Might be easier to read if I write it like this:
[[5041544348][1A2A3A][02][5B6B][454F46]
].
So this patch changes the byte at address [1A2A3A
] to [5B
], and [1A2A3B
] to [6B
].
There's more to it than that, to be fair - that patch data I just wrote up there is ascii text, and you can't just rename a text file containing that to .IPS and expect it to work.
But you can take a text string like that one, and code a little function in almost any language that makes a binary file that contains that patch data, stored in hex rather than text. And that's an IPS patch.
So my randomizer kicked off from there. Once I realized I could just write addresses and data as strings, bash them together with "PATCH" and "EOF", and convert it to a binary file, I was set. Here's an example from the randomizer code to show what I mean:
/* Fast Monastery: write 00090002 as new door target ID at 4361A0 */
if (rndFastMonasteryToggle.Checked)
{
patchstrings.Add("4361A0");
patchstrings.Add("0004");
patchstrings.Add("00090002");
}
The code says, if the option "Fast Monastery" is enabled, my big list of patch strings will get three things added that will edit one in-game door's data: the offset, the size, and that many bytes of data. And that patch will tell the patcher to write the [04
] bytes [00 09 00 02
] to the file, starting at [4361A0
], which changes where the door goes.
Each option enabled in the randomizer like the one above, will add to that giant pile of patch strings. And then at the end, after all the options are processed:
/* Patching mode: CREATE IPS PATCH */
if (expModePatchIPS.Checked)
{
patchbuild += headerHex;
/* mash all the patch strings together */
for (int ps = 0; ps < patchparts; ps++)
{
patchbuild += patchstrings[ps];
}
patchbuild += footerHex;
}
/* convert the string to a bytearray */
patcharray = StringToByteArray(patchbuild, true);
/* write the bytearray to an ips file */
File.WriteAllBytes(filePath + fileName + ".ips", patcharray);
This function makes one big string, that contains the IPS header, all the offset/size/data triplets in order, and the IPS footer.

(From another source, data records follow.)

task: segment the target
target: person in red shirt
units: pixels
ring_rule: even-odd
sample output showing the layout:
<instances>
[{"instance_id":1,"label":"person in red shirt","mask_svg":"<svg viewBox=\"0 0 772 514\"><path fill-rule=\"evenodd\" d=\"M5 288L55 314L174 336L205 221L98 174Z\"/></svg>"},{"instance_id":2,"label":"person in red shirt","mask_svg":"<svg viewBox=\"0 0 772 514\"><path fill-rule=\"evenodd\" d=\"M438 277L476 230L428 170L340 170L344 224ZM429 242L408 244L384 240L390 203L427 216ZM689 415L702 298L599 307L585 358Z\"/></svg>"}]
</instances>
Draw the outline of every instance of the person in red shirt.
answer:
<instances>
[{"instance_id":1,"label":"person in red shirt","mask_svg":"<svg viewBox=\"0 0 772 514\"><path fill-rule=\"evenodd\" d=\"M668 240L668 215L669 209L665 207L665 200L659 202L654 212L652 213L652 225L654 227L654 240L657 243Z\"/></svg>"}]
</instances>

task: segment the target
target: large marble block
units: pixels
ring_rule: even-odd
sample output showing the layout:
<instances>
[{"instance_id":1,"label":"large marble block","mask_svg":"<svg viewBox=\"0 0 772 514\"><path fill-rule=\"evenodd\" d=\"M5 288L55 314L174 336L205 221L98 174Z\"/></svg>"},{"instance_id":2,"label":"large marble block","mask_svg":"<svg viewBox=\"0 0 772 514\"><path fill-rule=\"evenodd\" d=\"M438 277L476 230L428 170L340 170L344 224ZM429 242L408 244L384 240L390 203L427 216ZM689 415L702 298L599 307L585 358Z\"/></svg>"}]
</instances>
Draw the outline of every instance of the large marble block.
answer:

Then it converts that string to a ByteArray, which turns it from hex text to hex binary, and then saves that to a new .ips file.
It's kind of a simple brute-force method with no error checking, but it works, which is the most important thing.
Here's the StringToByteArray function, just for reference:
/* Convert hex string to byte array */
public static byte[] StringToByteArray(string hex, bool addZero) {
int NumberChars = hex.Length;
/* Add a leading zero to odd-length hex */
if (NumberChars % 2 != 0)
{
hex = "0" + hex;
NumberChars++;
}
byte[] bytes = new byte[NumberChars / 2];
/* Fill the byte array, two hex characters at a time */
for (int i = 0; i < NumberChars; i += 2)
{
bytes[i / 2] = Convert.ToByte(hex.Substring(i, 2), 16);
}
return bytes;
}
Not too long after writing this code, I realized I didn't even need to export IPS patches anymore. I could just tell the randomizer to edit files directly, using those same addresses and strings as instructions. But I'll get to that another time.
It's all just hex, if you dig deep enough. No matter how complex the game, or app, or file, it's eventually just hex. Once I realized that, the terrible enormity of the goofy stuff I could get away with started to hit me.
And no one stopped me, so a randomizer happened.